Bjorn Claeson, Executive Director, SweatFree Communities
In a time of economic crisis and shifting paradigm the sweatfree movement faces an apparent dilemma. Cash-strapped states and cities appear to have fewer resources at their disposal to ensure they do not buy products made in sweatshop conditions, but increasing numbers of public officials seem morally and perhaps politically inclined to look more closely at the origins of the products they buy. The dilemma can be resolved by recognizing that ethical public procurement is not just a moral imperative, but also a strong economic stimulus measure. An investment in sweatfree purchasing is an investment in an economy with less sweat.

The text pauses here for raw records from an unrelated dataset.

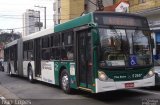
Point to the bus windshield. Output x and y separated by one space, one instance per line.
125 47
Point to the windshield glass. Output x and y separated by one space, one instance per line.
124 47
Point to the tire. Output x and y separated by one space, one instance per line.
65 82
30 75
10 72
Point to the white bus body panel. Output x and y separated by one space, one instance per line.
47 72
5 66
25 67
12 67
102 86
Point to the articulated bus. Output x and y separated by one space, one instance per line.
97 52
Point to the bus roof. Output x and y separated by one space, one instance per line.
39 34
80 21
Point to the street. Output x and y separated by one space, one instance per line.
45 94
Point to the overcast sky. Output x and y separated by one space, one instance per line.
11 12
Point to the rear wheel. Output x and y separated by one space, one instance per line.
30 75
65 82
10 72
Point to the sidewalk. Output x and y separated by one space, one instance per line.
7 94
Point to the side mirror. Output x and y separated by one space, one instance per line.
152 43
95 36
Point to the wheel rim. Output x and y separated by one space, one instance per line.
30 75
65 82
10 73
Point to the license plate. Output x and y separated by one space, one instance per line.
129 85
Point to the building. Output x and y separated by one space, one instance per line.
31 19
66 10
151 10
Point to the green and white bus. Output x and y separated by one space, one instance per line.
97 52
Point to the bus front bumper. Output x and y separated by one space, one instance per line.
103 86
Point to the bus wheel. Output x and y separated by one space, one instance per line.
10 73
65 82
30 75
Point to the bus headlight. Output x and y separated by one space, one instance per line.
102 76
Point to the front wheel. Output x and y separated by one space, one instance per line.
65 82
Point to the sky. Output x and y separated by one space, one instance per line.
11 12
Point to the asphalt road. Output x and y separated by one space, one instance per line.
46 94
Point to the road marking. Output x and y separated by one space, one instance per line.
145 91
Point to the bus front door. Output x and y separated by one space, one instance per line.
84 60
37 48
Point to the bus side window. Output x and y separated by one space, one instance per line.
67 46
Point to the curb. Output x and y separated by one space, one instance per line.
4 92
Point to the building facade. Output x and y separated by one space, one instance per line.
66 10
30 20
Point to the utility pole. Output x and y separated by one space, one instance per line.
44 15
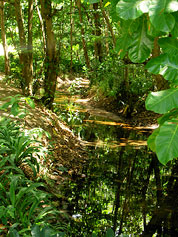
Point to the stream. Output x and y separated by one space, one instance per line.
118 188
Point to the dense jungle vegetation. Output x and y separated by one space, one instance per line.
128 50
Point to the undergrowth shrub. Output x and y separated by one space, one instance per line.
24 202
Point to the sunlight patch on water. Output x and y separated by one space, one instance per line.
114 144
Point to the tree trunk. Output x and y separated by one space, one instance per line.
50 59
98 44
23 54
3 36
30 44
83 35
109 26
160 82
42 25
71 35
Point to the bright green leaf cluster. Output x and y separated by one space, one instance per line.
142 22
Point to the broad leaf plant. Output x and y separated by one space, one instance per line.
141 21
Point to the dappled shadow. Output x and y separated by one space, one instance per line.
66 150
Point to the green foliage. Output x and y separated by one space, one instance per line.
17 101
22 201
2 64
162 101
146 20
166 65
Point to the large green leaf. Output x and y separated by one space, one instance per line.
172 6
162 101
169 45
174 31
168 116
159 17
92 1
141 45
166 141
131 9
166 65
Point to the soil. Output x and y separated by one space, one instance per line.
66 149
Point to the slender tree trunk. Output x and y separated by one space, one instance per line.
42 25
51 58
117 195
98 44
83 35
160 82
3 36
109 26
71 35
30 44
23 54
144 190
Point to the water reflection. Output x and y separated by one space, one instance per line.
122 185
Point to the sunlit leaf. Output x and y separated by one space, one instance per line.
174 31
159 17
172 6
166 141
169 45
110 233
166 65
162 101
30 102
92 1
131 9
107 4
142 44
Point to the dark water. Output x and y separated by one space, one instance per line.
123 185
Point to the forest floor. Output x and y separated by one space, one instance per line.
66 149
99 105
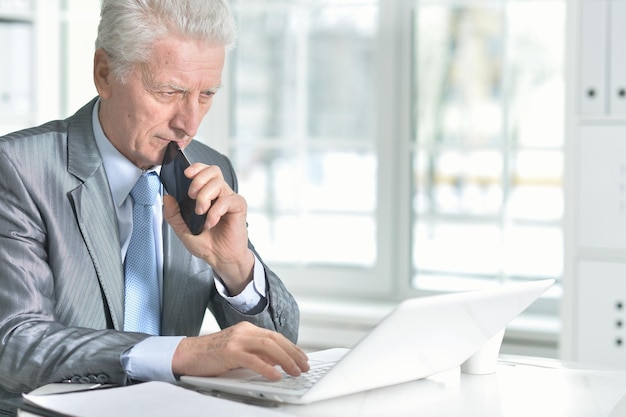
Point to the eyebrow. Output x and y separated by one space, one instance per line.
210 90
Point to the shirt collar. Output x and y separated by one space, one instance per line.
121 173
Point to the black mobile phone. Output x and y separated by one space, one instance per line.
177 184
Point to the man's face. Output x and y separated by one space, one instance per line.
160 102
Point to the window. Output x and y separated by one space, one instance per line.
392 147
488 149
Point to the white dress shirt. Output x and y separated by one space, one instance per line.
152 359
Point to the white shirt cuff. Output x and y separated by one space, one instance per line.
151 359
252 298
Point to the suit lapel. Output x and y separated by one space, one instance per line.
95 211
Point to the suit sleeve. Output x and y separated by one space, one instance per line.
36 345
281 312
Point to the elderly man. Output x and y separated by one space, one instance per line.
92 288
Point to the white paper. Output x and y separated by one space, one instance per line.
154 399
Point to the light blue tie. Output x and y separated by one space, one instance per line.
142 306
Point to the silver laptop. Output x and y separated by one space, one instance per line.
421 337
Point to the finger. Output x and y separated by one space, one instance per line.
277 350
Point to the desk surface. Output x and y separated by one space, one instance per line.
521 386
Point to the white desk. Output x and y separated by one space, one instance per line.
522 386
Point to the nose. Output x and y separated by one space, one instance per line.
188 116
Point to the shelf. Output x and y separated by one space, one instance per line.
16 17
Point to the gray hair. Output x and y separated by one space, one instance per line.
128 28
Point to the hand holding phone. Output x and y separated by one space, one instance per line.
177 185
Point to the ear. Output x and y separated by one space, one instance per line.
101 73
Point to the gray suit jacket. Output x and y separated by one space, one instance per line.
61 274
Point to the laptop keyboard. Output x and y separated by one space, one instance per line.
304 381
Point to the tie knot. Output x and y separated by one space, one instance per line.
146 188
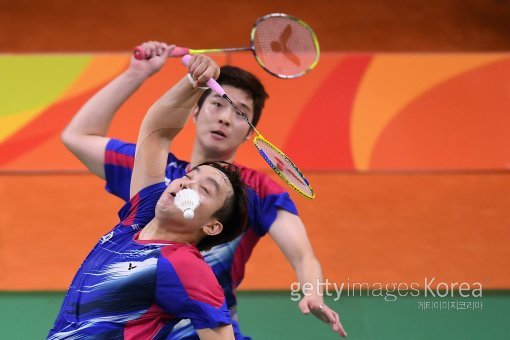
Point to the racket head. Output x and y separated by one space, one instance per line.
284 46
284 167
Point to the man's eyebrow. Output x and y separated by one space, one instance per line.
245 107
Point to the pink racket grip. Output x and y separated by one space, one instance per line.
176 52
213 84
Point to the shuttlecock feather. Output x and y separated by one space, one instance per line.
187 200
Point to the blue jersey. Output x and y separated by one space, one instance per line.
228 261
137 289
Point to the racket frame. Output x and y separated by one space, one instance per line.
181 51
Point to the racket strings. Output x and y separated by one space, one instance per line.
285 46
283 166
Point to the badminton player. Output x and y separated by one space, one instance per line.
147 274
219 133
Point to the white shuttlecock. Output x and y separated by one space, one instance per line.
187 200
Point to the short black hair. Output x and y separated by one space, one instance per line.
246 81
233 215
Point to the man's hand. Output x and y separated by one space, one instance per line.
202 68
156 54
322 312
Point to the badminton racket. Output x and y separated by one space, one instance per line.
279 162
283 45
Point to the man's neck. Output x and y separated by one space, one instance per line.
155 231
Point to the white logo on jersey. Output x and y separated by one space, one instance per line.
106 237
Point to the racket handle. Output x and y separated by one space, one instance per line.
176 52
213 84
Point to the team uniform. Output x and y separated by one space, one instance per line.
137 289
227 261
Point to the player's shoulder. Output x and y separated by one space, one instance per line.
259 181
186 259
195 275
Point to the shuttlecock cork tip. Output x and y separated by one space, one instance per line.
187 200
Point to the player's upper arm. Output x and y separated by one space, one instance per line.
89 150
218 333
290 235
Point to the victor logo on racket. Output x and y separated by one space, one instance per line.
279 162
283 45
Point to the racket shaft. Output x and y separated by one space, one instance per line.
139 53
219 50
213 84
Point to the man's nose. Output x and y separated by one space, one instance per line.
188 184
225 116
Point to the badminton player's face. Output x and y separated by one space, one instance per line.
220 130
213 187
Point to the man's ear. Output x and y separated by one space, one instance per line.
194 113
213 228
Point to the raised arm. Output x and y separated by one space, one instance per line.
163 122
219 333
85 136
290 235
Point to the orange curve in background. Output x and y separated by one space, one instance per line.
451 127
287 98
40 129
101 69
320 138
393 81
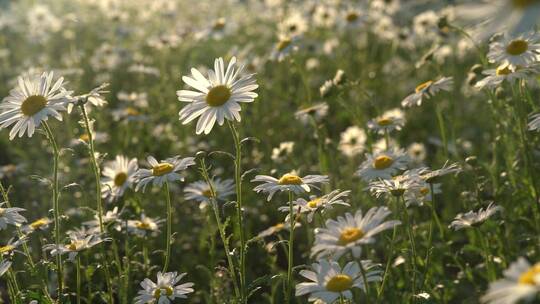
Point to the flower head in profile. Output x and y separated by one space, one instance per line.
10 216
162 172
200 190
218 97
165 290
521 282
383 164
317 203
350 232
471 218
427 90
288 182
118 175
328 281
515 51
32 102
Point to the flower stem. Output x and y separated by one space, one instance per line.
222 232
56 208
239 208
169 228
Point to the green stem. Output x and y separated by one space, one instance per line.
169 228
56 208
239 208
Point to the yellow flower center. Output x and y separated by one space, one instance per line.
384 121
339 283
33 104
530 275
39 223
503 70
167 289
290 179
314 203
162 169
382 162
351 17
120 179
517 47
349 235
218 96
522 4
423 86
283 44
6 249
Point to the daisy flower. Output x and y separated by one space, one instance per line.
521 282
118 175
383 164
515 52
287 182
217 98
31 102
353 141
390 120
165 290
162 172
349 233
328 281
427 90
145 225
315 204
200 190
10 216
471 218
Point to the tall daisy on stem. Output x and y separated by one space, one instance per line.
29 106
292 184
162 173
216 99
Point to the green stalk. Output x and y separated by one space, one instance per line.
56 208
238 183
169 228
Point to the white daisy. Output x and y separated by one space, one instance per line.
31 102
328 281
521 282
427 90
515 52
200 190
10 216
383 164
162 172
472 218
164 291
118 175
349 233
217 98
353 141
315 204
287 182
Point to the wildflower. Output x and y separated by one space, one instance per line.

The habitual reaction to economic downturn – to buy cheap – will be difficult to break. That is why Wal-Mart, which promotes its “price leadership,” appears as a lone “bright spot” in a dismal retail climate despite its questionable labor practices. But our public institutions have a greater responsibility than individuals to treat purchasing as a tool of social policy that can advance a more sound economy that reflects citizens’ values and meets the needs of working people. By searching out the lowest price, without regard for the workers who make the product, large institutional buyers accelerate the race-to-the-bottom. Weakening labor standards will only deepen the economic crisis. A stronger economy requires more economic justice. Our public institutions should help to build economic strength by considering more than the price of the products they buy. They should ask about the workers who made the products: Are they paid a decent wage? Do they have reasonable working hours? Are they free to speak up about injustices in the workplace? Ultimately, workers who are better off will create wealth for everyone. Wealth does not “trickle down;” it springs up from a foundation of justice.